We have a lot of people in our company: employees, contractors, people in joint ventures, etc. So, we want to control access to our intranet. To do that, we need to be able to prevent people in SharePoint from granting access to "Authenticated Users." Is there a way to do this?
One way it seems feasible to do this is to deny access to Authenticated Users in web application policy, but that seems like it would override everything else, basically preventing anyone from accessing SharePoint. I may be wrong.
This is more a "through obscurity" technique - but you can remove the "Add all authenticated users" link from the permissions page. More savvy users will still be able to type in nt authority\all authenticated users - but it keeps the average Joe from easily adding the group.
The only way to do this properly is through the web.config. We can deny authenticated users, but allow a specific group to access SharePoint. The built-in SharePoint web application security won't do it, because denying Authenticated Users shuts everyone out. You have to use the regular ASP.NET conventions in the web.config to restrict access.

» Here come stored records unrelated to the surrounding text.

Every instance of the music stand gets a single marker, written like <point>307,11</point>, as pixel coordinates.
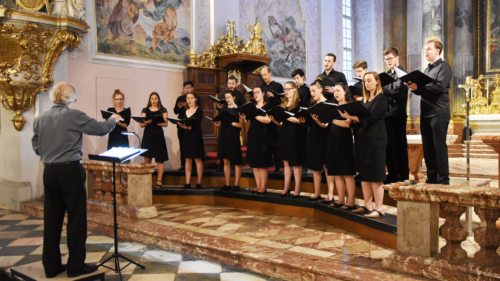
<point>117,155</point>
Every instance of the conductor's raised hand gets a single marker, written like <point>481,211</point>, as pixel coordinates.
<point>117,117</point>
<point>412,86</point>
<point>345,115</point>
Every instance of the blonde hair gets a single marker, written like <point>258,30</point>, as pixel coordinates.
<point>378,91</point>
<point>63,93</point>
<point>118,92</point>
<point>437,44</point>
<point>295,97</point>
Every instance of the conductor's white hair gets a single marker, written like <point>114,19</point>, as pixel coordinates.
<point>63,93</point>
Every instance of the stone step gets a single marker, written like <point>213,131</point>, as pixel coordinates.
<point>473,155</point>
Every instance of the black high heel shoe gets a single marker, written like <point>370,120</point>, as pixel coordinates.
<point>286,192</point>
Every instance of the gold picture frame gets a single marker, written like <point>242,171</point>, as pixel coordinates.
<point>492,36</point>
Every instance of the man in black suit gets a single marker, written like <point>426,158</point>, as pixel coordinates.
<point>435,113</point>
<point>332,75</point>
<point>270,88</point>
<point>395,121</point>
<point>180,105</point>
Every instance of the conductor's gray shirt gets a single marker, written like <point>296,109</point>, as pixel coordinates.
<point>57,133</point>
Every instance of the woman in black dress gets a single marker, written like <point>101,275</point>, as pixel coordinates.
<point>370,145</point>
<point>259,150</point>
<point>228,143</point>
<point>154,139</point>
<point>316,143</point>
<point>340,152</point>
<point>289,137</point>
<point>192,142</point>
<point>115,138</point>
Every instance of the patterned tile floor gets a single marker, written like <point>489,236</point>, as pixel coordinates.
<point>21,243</point>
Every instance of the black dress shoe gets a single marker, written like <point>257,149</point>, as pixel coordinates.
<point>87,268</point>
<point>57,272</point>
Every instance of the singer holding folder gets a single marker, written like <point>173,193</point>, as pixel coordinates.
<point>154,139</point>
<point>289,150</point>
<point>435,113</point>
<point>371,143</point>
<point>192,142</point>
<point>57,139</point>
<point>259,145</point>
<point>115,138</point>
<point>316,142</point>
<point>228,143</point>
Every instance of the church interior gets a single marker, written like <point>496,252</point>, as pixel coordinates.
<point>172,230</point>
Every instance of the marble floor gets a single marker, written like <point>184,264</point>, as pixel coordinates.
<point>21,240</point>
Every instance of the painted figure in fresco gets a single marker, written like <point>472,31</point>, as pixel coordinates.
<point>122,22</point>
<point>165,13</point>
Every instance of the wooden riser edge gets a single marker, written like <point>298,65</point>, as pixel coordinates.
<point>382,237</point>
<point>273,184</point>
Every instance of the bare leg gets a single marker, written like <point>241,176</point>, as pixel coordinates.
<point>199,169</point>
<point>237,175</point>
<point>256,174</point>
<point>263,177</point>
<point>297,175</point>
<point>227,171</point>
<point>367,194</point>
<point>351,190</point>
<point>378,193</point>
<point>188,168</point>
<point>317,184</point>
<point>287,173</point>
<point>159,171</point>
<point>340,184</point>
<point>330,181</point>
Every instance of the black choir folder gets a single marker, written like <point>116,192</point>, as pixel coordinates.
<point>218,101</point>
<point>118,154</point>
<point>279,114</point>
<point>124,113</point>
<point>157,119</point>
<point>355,108</point>
<point>186,122</point>
<point>417,77</point>
<point>251,110</point>
<point>385,79</point>
<point>326,111</point>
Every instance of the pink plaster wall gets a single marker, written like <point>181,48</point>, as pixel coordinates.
<point>96,82</point>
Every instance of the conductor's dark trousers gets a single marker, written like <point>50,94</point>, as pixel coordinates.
<point>64,187</point>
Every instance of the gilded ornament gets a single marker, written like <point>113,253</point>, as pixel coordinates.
<point>30,45</point>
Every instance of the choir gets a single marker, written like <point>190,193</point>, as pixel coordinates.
<point>285,133</point>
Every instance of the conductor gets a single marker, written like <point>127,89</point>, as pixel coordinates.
<point>57,139</point>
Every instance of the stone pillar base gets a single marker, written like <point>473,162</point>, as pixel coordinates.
<point>122,210</point>
<point>418,228</point>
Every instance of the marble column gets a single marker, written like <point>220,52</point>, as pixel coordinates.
<point>414,51</point>
<point>368,27</point>
<point>463,51</point>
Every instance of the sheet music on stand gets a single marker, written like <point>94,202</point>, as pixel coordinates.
<point>118,154</point>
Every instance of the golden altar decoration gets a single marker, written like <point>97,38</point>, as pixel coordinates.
<point>30,44</point>
<point>485,94</point>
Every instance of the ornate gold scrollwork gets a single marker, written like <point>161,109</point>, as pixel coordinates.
<point>229,44</point>
<point>30,45</point>
<point>485,94</point>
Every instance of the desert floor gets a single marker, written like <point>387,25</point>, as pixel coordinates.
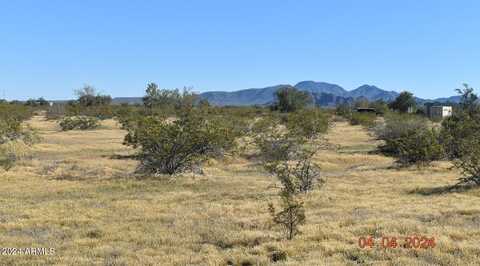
<point>76,193</point>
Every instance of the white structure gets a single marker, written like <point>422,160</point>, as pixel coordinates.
<point>440,112</point>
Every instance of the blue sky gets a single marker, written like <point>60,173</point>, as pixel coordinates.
<point>51,47</point>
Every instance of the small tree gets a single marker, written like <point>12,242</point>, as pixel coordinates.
<point>468,160</point>
<point>290,99</point>
<point>460,135</point>
<point>410,139</point>
<point>307,123</point>
<point>290,217</point>
<point>403,102</point>
<point>170,147</point>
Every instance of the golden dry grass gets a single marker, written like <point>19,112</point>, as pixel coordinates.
<point>75,193</point>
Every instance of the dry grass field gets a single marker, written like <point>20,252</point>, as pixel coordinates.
<point>75,193</point>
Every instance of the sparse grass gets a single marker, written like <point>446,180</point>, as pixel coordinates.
<point>77,194</point>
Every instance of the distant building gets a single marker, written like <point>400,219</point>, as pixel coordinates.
<point>440,112</point>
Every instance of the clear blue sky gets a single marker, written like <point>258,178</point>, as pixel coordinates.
<point>51,47</point>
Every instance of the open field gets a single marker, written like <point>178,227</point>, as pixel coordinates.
<point>76,194</point>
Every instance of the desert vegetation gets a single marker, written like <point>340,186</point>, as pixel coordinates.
<point>177,181</point>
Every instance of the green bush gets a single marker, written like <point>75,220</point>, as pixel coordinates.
<point>307,123</point>
<point>419,147</point>
<point>78,122</point>
<point>468,160</point>
<point>15,138</point>
<point>290,99</point>
<point>363,119</point>
<point>456,129</point>
<point>56,111</point>
<point>170,147</point>
<point>410,139</point>
<point>460,136</point>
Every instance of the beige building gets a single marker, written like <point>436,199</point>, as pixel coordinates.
<point>439,112</point>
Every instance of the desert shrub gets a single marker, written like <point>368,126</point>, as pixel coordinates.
<point>297,176</point>
<point>78,122</point>
<point>363,119</point>
<point>90,103</point>
<point>11,152</point>
<point>307,123</point>
<point>290,99</point>
<point>460,136</point>
<point>170,147</point>
<point>418,147</point>
<point>404,101</point>
<point>290,217</point>
<point>468,160</point>
<point>163,101</point>
<point>55,111</point>
<point>410,139</point>
<point>273,140</point>
<point>14,136</point>
<point>11,127</point>
<point>344,110</point>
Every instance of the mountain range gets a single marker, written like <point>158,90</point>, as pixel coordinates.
<point>324,94</point>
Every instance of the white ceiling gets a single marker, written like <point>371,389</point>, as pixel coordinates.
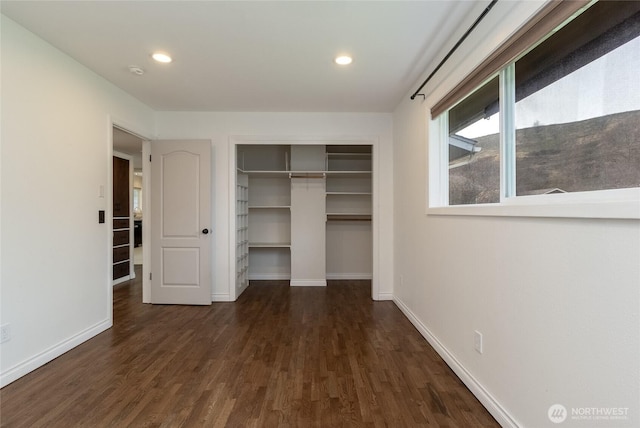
<point>251,55</point>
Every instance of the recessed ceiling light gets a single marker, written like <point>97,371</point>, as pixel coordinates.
<point>343,60</point>
<point>134,69</point>
<point>161,57</point>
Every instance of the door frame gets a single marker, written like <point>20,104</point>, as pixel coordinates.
<point>132,273</point>
<point>107,195</point>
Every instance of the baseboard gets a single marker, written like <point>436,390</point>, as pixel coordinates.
<point>476,388</point>
<point>269,277</point>
<point>384,296</point>
<point>349,276</point>
<point>308,283</point>
<point>220,297</point>
<point>121,280</point>
<point>52,353</point>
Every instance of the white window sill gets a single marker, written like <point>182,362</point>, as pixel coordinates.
<point>610,204</point>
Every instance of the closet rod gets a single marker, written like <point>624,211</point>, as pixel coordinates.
<point>455,47</point>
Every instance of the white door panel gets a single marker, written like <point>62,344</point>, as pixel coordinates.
<point>180,216</point>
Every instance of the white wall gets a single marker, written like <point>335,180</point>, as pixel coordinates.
<point>220,127</point>
<point>56,153</point>
<point>557,300</point>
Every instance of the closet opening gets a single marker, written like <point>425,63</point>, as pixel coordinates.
<point>303,213</point>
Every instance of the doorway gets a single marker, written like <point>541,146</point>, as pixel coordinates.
<point>129,146</point>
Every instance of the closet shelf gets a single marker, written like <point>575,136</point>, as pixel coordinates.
<point>350,193</point>
<point>348,217</point>
<point>269,245</point>
<point>282,173</point>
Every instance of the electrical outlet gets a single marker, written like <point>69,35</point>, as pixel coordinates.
<point>5,333</point>
<point>477,341</point>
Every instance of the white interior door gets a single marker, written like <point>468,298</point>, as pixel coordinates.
<point>181,237</point>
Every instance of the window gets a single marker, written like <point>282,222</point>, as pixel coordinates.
<point>474,147</point>
<point>569,111</point>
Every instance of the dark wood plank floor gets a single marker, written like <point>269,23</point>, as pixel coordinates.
<point>278,357</point>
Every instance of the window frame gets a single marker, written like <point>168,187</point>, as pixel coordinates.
<point>606,204</point>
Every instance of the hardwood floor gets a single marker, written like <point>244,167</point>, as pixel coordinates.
<point>278,357</point>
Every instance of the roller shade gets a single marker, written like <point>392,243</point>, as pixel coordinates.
<point>551,16</point>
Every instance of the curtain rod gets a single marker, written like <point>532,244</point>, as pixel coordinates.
<point>455,47</point>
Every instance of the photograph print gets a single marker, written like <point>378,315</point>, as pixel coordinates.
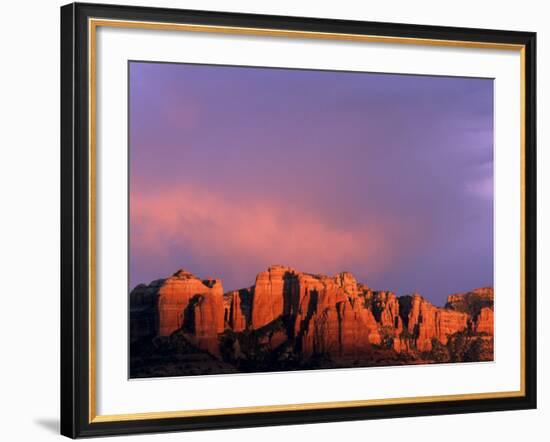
<point>293,219</point>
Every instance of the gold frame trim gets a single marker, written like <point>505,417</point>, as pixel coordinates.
<point>93,24</point>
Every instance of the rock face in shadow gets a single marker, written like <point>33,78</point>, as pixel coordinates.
<point>295,320</point>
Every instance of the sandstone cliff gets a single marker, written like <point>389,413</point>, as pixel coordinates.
<point>290,319</point>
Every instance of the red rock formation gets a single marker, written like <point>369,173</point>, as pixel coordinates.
<point>207,319</point>
<point>484,322</point>
<point>268,301</point>
<point>426,321</point>
<point>235,316</point>
<point>317,314</point>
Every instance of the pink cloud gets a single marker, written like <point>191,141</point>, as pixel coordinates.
<point>249,235</point>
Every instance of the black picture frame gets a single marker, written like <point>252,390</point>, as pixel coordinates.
<point>76,418</point>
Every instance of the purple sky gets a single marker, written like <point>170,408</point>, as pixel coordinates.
<point>387,176</point>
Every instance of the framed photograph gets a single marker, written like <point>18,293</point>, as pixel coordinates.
<point>274,220</point>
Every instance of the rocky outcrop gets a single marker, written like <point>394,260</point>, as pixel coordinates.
<point>426,322</point>
<point>180,302</point>
<point>300,316</point>
<point>268,300</point>
<point>484,322</point>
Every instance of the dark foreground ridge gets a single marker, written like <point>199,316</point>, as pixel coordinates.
<point>290,320</point>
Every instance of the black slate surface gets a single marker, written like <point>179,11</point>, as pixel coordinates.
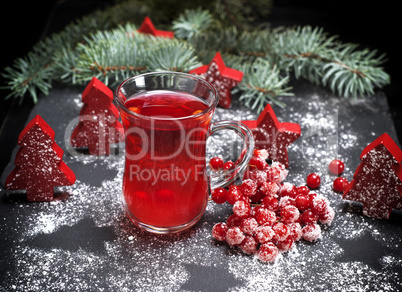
<point>83,241</point>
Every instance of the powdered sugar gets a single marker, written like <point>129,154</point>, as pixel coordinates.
<point>82,241</point>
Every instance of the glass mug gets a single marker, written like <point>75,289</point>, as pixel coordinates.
<point>167,119</point>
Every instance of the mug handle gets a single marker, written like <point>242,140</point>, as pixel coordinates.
<point>224,179</point>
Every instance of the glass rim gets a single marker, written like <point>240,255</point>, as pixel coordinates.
<point>210,107</point>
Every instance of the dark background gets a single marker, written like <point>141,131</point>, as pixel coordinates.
<point>371,24</point>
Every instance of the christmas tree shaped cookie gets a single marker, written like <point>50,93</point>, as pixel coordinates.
<point>377,182</point>
<point>148,27</point>
<point>221,77</point>
<point>38,163</point>
<point>98,125</point>
<point>273,136</point>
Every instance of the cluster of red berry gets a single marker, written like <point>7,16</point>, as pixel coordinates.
<point>270,215</point>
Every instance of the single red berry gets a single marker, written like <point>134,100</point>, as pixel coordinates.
<point>228,165</point>
<point>309,216</point>
<point>216,163</point>
<point>233,194</point>
<point>219,231</point>
<point>249,225</point>
<point>249,245</point>
<point>303,202</point>
<point>313,180</point>
<point>249,187</point>
<point>336,166</point>
<point>234,236</point>
<point>268,252</point>
<point>264,234</point>
<point>241,209</point>
<point>339,184</point>
<point>218,195</point>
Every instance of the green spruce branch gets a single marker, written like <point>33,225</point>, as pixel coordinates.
<point>108,46</point>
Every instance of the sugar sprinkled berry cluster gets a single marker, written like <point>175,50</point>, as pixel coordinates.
<point>269,214</point>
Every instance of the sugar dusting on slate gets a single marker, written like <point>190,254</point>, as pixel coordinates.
<point>131,260</point>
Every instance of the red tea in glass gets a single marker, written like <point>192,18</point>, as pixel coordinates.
<point>167,120</point>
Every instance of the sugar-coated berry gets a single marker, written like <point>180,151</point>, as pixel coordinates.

(if i understand well) delete "Authenticated Users" from your website, disable access to security info for the users and manage yourself
You can also modify the permission that you are granting end users. Frequently admins will grant "full control" to site owners - without really taking a look at what permissions you are really granting.
In addition to giving users the ability to grant access to other users, you also grant them the ability to create sub-sites and other little tricks that make DR more difficult than it needs to be.
For me - once I add my users to the owners group - I then modify group settings, and change the permissions level of owners from Full Control to Design. That's all most users want anyway. To be able to contribute - or have some design input on their collaboration site (I.E. add a web part, create a list etc).
When they ask to add another site below the first, I create a page for them - and show them how that accomplishes the same thing.
We manage user access via AD groups - so adding users to a site is really more about having a network admin add a user to the AD group. Seems to work for us.